NRW plant Handyverbot an Grundschulen – doch Ausnahmen bleiben möglich
Emil SchmittNRW plant Handyverbot an Grundschulen – doch Ausnahmen bleiben möglich
NRW-Bildungsministerin Dorothee Feller fordert strengere Regeln für Handys an Grundschulen
Die Bildungsministerin von Nordrhein-Westfalen, Dorothee Feller, hat sich für schärfere Vorschriften zum Umgang mit Mobiltelefonen an Grundschulen ausgesprochen. Sie schlägt ein vollständiges Verbot während der Schulzeit vor, erlaubt aber eine kontrollierte Nutzung im Unterricht. Ihre Äußerungen lenken den Blick auch auf größere Sorgen: die Mediengewohnheiten von Kindern und deren Sicherheit im Netz.
Feller betont, dass Grundschülerinnen und Grundschüler im gesamten Schulalltag auf Handys verzichten sollten. Lehrkräfte könnten jedoch weiterhin entscheiden, wann die Geräte gezielt für pädagogische Zwecke eingesetzt werden. Gleichzeitig unterstrich sie, wie wichtig Medienkompetenz sei, um Kinder vor Gefahren wie Cyber-Grooming zu schützen.
Für weiterführende Schulen zeigt sich die Ministerin flexibler. Hier lehnt Feller die Nutzung von Handys im Unterricht nicht grundsätzlich ab, sofern Lehrkräfte einen Mehrwert erkennen.

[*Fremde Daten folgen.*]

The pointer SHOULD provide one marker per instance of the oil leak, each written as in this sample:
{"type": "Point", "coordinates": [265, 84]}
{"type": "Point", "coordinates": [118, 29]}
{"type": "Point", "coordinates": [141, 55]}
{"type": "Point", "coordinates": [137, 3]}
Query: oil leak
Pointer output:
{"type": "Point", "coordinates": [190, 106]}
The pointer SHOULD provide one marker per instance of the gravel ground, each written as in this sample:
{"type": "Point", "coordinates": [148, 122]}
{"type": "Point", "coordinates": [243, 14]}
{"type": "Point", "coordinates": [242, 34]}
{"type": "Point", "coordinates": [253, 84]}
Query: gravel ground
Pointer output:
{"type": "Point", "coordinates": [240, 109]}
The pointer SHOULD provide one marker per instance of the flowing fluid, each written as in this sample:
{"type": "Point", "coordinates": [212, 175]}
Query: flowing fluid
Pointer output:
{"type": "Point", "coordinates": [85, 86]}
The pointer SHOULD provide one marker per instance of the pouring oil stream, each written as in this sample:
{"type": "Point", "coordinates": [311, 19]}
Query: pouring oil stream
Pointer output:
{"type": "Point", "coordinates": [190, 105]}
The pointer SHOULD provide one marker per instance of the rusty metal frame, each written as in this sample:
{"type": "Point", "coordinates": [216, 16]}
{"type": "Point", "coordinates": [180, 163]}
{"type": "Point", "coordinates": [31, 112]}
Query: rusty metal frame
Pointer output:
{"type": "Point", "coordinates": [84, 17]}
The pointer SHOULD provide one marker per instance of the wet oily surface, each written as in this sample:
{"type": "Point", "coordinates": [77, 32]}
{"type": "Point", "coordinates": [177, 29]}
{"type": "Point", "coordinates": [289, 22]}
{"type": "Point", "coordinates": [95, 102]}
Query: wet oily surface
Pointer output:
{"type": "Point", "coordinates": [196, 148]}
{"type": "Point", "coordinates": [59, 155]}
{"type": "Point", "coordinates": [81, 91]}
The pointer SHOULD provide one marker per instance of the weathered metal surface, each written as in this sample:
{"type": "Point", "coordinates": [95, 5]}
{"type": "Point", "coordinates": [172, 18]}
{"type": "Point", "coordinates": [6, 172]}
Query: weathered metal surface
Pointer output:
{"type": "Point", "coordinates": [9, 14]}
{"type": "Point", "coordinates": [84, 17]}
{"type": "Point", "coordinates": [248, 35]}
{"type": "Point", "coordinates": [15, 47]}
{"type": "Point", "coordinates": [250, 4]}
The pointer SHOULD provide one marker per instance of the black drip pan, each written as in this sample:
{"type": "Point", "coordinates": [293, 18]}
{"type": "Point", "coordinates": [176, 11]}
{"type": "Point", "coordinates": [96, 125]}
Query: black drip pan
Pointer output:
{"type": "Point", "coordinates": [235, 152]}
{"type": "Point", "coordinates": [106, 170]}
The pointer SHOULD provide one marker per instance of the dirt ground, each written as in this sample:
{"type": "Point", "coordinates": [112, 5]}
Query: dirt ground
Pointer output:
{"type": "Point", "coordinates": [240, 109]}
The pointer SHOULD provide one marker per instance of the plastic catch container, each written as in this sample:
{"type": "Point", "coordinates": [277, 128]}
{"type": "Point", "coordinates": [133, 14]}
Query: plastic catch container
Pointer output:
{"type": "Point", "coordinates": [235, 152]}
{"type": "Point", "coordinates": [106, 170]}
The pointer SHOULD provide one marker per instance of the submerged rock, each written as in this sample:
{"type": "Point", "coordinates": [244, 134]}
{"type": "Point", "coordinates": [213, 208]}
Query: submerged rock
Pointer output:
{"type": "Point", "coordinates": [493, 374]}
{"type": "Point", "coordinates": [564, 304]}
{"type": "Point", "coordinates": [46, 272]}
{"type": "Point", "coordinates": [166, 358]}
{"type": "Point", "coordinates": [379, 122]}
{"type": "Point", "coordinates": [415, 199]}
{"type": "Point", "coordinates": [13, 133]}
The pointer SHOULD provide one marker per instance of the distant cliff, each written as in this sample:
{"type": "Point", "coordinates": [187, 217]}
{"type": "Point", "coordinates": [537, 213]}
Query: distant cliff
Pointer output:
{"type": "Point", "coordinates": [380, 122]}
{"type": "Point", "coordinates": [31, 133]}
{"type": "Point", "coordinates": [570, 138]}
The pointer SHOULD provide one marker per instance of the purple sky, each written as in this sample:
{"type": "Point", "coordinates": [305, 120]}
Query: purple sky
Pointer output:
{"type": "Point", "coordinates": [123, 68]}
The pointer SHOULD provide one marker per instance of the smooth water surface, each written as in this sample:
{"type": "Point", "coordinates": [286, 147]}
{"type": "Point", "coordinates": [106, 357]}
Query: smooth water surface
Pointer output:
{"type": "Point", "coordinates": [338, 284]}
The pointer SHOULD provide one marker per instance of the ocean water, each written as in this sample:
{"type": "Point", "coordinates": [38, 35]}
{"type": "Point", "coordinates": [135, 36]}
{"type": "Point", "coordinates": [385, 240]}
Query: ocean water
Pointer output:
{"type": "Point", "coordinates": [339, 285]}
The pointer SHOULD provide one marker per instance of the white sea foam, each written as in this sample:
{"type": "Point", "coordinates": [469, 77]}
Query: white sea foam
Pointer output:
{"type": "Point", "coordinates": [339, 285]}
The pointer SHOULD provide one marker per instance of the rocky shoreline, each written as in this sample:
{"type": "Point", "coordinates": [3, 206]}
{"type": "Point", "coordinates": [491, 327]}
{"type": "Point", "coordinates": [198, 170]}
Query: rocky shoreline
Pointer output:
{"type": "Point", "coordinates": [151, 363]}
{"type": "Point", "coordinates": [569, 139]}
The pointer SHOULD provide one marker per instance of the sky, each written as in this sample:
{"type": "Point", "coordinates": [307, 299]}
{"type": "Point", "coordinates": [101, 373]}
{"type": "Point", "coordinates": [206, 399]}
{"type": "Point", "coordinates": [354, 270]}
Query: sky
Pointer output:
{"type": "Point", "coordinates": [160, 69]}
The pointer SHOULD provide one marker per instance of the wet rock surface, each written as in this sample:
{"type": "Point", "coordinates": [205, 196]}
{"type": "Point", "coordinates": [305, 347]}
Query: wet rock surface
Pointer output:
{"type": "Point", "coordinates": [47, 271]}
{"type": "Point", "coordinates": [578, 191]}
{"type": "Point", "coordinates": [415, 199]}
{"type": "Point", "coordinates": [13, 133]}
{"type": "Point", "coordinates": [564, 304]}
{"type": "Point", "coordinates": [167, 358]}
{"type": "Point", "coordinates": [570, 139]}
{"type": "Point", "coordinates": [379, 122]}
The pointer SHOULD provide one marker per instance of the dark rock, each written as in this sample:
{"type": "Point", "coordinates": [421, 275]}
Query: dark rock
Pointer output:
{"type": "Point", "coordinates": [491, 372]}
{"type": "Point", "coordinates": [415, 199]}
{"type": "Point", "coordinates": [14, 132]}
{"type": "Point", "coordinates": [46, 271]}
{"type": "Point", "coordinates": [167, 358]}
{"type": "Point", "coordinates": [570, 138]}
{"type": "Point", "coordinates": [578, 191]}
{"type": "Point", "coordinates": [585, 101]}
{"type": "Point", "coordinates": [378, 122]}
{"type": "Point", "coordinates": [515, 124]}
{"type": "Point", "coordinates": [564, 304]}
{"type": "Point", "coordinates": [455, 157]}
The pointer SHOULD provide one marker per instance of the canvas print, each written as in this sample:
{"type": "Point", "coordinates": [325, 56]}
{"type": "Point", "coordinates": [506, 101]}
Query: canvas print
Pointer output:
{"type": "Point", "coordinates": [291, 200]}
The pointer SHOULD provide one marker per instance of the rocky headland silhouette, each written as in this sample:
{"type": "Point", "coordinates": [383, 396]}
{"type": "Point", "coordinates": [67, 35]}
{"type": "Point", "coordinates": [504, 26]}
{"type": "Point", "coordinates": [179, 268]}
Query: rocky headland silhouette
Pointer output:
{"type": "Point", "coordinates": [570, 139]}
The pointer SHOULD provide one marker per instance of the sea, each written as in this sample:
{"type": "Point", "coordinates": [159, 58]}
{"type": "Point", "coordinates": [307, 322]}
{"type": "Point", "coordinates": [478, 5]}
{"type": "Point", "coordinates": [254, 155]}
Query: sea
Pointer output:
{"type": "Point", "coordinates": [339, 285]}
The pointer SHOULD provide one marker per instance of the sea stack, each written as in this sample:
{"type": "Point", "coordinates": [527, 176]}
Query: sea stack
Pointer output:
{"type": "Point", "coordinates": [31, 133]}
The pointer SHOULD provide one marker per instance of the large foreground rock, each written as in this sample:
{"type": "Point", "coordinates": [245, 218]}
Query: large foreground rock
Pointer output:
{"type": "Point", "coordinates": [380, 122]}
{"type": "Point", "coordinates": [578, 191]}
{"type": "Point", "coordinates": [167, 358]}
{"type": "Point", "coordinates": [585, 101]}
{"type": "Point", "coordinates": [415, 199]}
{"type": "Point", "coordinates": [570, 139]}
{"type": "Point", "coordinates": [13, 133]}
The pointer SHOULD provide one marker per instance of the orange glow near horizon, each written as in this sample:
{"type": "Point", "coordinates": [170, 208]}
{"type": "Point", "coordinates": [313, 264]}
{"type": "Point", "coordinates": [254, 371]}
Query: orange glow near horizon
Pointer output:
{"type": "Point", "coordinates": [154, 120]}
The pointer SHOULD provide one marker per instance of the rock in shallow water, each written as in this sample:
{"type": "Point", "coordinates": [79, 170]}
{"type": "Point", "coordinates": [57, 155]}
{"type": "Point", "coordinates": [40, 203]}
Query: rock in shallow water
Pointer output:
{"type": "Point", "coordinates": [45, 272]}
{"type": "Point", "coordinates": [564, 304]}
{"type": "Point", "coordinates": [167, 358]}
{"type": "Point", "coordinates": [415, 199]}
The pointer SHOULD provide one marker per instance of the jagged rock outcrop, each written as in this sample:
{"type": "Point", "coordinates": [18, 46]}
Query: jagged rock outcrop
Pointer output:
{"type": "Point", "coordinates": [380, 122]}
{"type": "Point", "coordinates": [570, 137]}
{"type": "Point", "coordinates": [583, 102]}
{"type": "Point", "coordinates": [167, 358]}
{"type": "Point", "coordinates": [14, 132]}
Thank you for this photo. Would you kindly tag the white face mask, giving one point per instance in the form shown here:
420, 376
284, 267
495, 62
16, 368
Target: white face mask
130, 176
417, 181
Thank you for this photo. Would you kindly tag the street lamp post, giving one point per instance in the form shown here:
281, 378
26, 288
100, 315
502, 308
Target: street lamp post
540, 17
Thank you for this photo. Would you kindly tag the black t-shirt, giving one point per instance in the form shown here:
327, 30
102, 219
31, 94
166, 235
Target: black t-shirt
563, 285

Ältere Schülerinnen und Schüler bräuchten andere Regeln, argumentiert sie – und verweist darauf, dass Jugendliche an Gesamtschulen nur 28 Stunden pro Woche in der Schule verbringen, während ihnen 110 wache Stunden außerhalb der Schule zur Verfügung stehen.
Feller ordnet übermäßigen Handygebrauch und soziale Medien zudem als gesellschaftliche Herausforderungen ein. Zwar komme Schulen eine wichtige Rolle zu, doch auch Familien und das soziale Umfeld müssten Verantwortung für den Schutz von Kindern übernehmen.
Ihre Vorschläge zielen darauf ab, die Regeln an Grundschulen zu verschärfen, während für die weiterführenden Schulen Spielräume bleiben. Im Mittelpunkt steht für Feller die Balance zwischen technologischer Nutzung und dem Schutz junger Menschen. Nun geht es darum, wie diese Ideen in den Schulen Nordrhein-Westfalens umgesetzt werden könnten.